In a statement, United States Marine Corps Forces Command confirmed that Alex was in Bahrain with medical professionals for evaluation to determine appropriate medical care.

United States Marine Corps Forces Command in a statement said: "Maintaining the health and well-being of our Marines and their families is critical to readiness and success. The Marine's command is taking action to get him appropriate medical care."

13News Now reached out to Virginia's two U.S. senators, who pushed for the passage of the Brandon Act.

Sen. Mark Warner said, "My office is in contact with Ms. Beasley and we are working to help address this alarming situation. No servicemember should ever be made to feel like they have to suffer in silence."

Sen. Tim Kaine said, "I'm deeply concerned about this case and have raised it with Marine Corps leadership. I'm going to continue working to make sure the Brandon Act is implemented effectively, and servicemembers have access to the mental health care they need."

Teri Caserta, co-founder of the Brandon Caserta Foundation, issued a statement:

"We are very pleased that Alex’s command is finally doing the right thing. The Brandon Act is a policy that needs to be used as the Secretary of the Navy Carlos Del Toro states, anyone in the Navy and Marine Corps should invoke it at any time and under any conditions. He even sent an email out to his entire force with The Brandon Act policy. This is what we have fought for for five years. Bringing every service member home safely is what we strive for and so does Secretary Del Toro. Our service members mean the world to us. Without them, we don’t have a fit military. We could not be happier with this outcome when the system works the way it is supposed to."

What is the Brandon Act?

Under the Brandon Act, if a service member seeks mental health services or self-reports a problem, they're supposed to get a mental health evaluation and confidential help outside the chain of command.

The legislation was signed into law by President Joe Biden in December 2021, as part of the 2022 National Defense Authorization Act. It's designed to eliminate stigma and improve the referral process for service members seeking a mental health evaluation and allowing them to seek help confidentially.

The law is named after Petty Officer 3rd Class Brandon Caserta, who died by suicide in Norfolk in 2018. 

The law's enactment comes after the Army had the highest number of suicides among the U.S. military branches in 2021 at 176, compared to the Navy which had 58, the Air Force which had 51 and the Marine Corps which had 43.

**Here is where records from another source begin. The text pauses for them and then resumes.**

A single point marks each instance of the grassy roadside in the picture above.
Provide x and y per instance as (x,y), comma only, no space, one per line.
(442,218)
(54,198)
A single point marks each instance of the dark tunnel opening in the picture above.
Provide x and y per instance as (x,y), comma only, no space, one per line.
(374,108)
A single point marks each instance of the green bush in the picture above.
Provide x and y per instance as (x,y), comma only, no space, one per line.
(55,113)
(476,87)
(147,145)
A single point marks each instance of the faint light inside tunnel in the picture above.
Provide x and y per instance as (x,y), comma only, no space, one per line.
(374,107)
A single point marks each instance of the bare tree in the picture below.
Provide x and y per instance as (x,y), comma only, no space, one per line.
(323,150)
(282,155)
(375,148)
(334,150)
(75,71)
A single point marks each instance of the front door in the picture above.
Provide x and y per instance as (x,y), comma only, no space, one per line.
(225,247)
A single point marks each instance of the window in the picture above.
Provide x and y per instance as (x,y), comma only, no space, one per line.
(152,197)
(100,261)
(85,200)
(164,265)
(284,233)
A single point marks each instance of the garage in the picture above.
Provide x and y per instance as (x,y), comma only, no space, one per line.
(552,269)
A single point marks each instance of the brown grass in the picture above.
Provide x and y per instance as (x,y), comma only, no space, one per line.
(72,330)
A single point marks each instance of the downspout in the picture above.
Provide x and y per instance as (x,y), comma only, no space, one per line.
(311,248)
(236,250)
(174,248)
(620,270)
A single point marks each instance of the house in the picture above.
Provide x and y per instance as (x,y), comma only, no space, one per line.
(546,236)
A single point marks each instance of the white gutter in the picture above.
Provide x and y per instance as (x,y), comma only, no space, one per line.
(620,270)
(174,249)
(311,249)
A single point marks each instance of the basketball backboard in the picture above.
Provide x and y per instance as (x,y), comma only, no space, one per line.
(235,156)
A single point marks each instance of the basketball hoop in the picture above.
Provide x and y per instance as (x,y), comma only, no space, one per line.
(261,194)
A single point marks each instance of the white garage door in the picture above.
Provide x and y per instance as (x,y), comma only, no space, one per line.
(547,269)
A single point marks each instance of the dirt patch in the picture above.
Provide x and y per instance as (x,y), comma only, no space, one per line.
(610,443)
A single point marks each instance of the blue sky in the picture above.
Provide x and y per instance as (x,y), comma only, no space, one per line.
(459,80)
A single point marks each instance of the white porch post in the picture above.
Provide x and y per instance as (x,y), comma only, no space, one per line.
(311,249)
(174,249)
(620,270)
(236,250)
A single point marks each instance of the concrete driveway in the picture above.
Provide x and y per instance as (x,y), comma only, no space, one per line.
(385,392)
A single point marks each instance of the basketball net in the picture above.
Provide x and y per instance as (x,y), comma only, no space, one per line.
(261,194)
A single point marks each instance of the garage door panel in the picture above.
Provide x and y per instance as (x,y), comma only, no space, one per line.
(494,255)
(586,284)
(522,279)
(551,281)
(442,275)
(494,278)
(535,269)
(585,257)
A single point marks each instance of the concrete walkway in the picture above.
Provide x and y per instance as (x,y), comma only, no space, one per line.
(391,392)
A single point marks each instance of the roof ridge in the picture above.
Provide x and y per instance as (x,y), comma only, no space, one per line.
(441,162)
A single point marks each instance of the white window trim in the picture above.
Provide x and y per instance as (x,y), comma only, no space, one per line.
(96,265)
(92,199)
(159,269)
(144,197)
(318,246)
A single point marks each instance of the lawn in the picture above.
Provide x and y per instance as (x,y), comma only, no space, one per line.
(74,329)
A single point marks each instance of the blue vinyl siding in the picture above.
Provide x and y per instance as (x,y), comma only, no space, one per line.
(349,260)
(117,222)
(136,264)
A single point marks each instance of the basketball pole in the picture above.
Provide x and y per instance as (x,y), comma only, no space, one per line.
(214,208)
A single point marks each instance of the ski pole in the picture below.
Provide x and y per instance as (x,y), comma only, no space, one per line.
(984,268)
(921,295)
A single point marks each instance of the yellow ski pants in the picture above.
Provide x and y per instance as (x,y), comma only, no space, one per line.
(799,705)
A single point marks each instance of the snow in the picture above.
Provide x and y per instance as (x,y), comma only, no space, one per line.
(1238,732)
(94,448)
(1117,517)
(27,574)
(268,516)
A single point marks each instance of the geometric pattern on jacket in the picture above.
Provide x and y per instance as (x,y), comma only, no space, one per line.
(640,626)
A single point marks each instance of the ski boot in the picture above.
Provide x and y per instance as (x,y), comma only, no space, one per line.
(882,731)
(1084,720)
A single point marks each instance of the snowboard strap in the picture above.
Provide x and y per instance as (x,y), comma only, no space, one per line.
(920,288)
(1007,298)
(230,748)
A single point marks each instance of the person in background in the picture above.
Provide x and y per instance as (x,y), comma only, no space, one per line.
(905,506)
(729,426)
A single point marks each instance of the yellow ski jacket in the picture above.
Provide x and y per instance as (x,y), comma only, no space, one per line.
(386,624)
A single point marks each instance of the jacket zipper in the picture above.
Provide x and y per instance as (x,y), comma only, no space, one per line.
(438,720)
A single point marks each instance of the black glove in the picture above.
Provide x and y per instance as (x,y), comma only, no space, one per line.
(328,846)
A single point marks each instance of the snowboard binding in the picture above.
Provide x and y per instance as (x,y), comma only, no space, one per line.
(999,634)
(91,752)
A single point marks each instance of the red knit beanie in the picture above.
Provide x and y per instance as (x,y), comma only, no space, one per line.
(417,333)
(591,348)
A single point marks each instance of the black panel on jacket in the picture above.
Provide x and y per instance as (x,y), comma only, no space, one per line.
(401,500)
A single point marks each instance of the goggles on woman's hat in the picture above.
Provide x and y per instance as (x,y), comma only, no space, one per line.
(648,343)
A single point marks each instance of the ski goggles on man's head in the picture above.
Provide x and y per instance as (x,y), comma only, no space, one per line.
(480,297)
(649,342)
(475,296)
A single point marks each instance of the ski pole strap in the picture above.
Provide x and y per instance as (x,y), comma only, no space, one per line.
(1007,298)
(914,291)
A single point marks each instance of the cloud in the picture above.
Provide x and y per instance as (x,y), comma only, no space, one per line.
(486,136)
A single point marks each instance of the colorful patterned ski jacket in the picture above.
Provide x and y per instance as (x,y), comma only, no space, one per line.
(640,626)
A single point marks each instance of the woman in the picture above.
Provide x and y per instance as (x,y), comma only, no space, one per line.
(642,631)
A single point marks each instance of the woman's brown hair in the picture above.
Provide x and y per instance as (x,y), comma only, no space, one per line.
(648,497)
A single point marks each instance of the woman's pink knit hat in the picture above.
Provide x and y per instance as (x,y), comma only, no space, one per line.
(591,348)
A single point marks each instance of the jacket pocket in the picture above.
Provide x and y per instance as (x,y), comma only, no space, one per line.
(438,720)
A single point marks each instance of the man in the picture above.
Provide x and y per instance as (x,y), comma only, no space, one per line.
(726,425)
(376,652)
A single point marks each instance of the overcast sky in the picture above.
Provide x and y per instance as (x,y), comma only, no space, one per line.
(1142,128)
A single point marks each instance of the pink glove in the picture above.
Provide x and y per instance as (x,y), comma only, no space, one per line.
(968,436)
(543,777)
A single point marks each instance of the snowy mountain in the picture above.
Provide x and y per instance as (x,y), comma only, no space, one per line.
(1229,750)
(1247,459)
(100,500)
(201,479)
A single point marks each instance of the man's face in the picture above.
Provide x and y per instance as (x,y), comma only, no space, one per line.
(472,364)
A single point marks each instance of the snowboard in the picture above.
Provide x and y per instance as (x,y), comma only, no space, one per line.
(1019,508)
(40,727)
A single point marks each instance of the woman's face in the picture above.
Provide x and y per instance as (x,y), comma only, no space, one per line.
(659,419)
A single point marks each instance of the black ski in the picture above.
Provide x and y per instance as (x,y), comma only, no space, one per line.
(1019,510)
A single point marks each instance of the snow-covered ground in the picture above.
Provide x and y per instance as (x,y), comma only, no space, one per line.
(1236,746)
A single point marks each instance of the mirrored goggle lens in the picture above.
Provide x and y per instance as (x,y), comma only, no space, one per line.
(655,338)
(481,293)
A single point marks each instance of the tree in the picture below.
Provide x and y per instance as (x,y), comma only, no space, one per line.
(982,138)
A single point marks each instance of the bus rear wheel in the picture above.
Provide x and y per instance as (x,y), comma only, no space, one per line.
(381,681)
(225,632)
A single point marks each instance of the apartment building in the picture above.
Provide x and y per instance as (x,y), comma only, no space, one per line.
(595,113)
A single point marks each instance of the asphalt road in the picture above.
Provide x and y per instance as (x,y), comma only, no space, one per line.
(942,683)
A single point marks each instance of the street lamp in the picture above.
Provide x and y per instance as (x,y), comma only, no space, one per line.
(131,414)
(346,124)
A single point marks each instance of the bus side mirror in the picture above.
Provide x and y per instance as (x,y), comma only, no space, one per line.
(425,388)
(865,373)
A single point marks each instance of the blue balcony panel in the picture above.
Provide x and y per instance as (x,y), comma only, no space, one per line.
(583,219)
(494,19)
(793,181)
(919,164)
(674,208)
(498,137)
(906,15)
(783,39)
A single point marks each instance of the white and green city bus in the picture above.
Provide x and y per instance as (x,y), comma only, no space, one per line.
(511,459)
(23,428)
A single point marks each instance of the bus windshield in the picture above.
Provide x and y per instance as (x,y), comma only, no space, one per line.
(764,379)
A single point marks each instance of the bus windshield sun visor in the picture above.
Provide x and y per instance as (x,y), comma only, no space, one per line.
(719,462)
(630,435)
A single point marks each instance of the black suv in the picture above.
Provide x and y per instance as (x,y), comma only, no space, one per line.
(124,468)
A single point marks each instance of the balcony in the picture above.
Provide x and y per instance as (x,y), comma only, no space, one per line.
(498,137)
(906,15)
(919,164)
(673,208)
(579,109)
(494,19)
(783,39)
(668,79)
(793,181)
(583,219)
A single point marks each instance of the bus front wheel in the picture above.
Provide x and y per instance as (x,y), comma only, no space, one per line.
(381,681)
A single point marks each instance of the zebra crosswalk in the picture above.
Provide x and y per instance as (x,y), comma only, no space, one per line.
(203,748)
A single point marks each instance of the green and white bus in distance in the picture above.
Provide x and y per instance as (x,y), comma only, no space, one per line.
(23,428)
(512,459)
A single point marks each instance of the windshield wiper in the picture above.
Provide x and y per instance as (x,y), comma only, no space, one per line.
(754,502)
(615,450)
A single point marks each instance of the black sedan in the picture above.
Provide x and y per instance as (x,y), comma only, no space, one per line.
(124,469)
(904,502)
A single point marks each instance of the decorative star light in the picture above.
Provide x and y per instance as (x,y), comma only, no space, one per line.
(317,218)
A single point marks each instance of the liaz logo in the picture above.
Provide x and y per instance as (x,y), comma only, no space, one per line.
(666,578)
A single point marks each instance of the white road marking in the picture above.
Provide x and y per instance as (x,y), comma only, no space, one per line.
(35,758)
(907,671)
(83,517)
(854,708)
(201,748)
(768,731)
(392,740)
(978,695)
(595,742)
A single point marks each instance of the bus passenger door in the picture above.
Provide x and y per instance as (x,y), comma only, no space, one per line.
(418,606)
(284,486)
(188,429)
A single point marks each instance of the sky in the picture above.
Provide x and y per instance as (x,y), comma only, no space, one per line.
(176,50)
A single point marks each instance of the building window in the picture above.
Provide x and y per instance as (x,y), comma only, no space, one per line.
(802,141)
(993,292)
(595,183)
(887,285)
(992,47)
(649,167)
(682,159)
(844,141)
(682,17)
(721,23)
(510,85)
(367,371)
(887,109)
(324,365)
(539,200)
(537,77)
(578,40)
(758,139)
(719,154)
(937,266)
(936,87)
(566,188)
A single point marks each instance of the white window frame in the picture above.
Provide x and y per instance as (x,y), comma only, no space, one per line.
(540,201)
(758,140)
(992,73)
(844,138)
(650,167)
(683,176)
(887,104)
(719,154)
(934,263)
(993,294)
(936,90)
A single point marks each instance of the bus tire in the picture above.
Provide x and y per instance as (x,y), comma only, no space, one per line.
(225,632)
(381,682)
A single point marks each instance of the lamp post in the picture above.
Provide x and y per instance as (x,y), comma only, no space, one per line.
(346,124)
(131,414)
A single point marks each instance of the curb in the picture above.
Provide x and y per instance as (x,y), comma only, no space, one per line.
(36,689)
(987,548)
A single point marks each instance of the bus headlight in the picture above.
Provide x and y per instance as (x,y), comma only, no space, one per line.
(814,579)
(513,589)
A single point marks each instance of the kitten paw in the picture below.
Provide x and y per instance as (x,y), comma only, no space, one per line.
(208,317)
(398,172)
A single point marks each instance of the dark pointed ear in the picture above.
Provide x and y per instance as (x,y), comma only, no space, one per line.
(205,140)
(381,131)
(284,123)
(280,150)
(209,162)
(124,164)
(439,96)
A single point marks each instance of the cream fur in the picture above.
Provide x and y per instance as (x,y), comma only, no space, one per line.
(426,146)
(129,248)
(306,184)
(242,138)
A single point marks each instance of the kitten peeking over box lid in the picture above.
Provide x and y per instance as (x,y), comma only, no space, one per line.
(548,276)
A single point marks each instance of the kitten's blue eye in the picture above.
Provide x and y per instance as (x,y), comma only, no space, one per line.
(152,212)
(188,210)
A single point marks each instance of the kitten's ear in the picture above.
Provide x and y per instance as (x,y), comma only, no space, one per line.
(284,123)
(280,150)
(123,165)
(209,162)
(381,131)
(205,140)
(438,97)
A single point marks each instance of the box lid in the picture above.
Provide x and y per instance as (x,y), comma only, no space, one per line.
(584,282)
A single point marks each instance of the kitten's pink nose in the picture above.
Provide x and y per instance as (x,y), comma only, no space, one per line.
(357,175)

Despite Biden's signature in 2021, the Department of Defense didn't implement the Brandon Act until May 2023. The Navy, Marine Corps and Air Force followed suit in July.

The Army announced on Friday that it had also implemented the law, following criticism from Caserta's family in an interview with 13News Now.

"It's gut-wrenching to see that they haven't implemented it, and they don't seem to care about it." Teri Caserta, Brandon Caserta's mother, told 13News Now on Monday.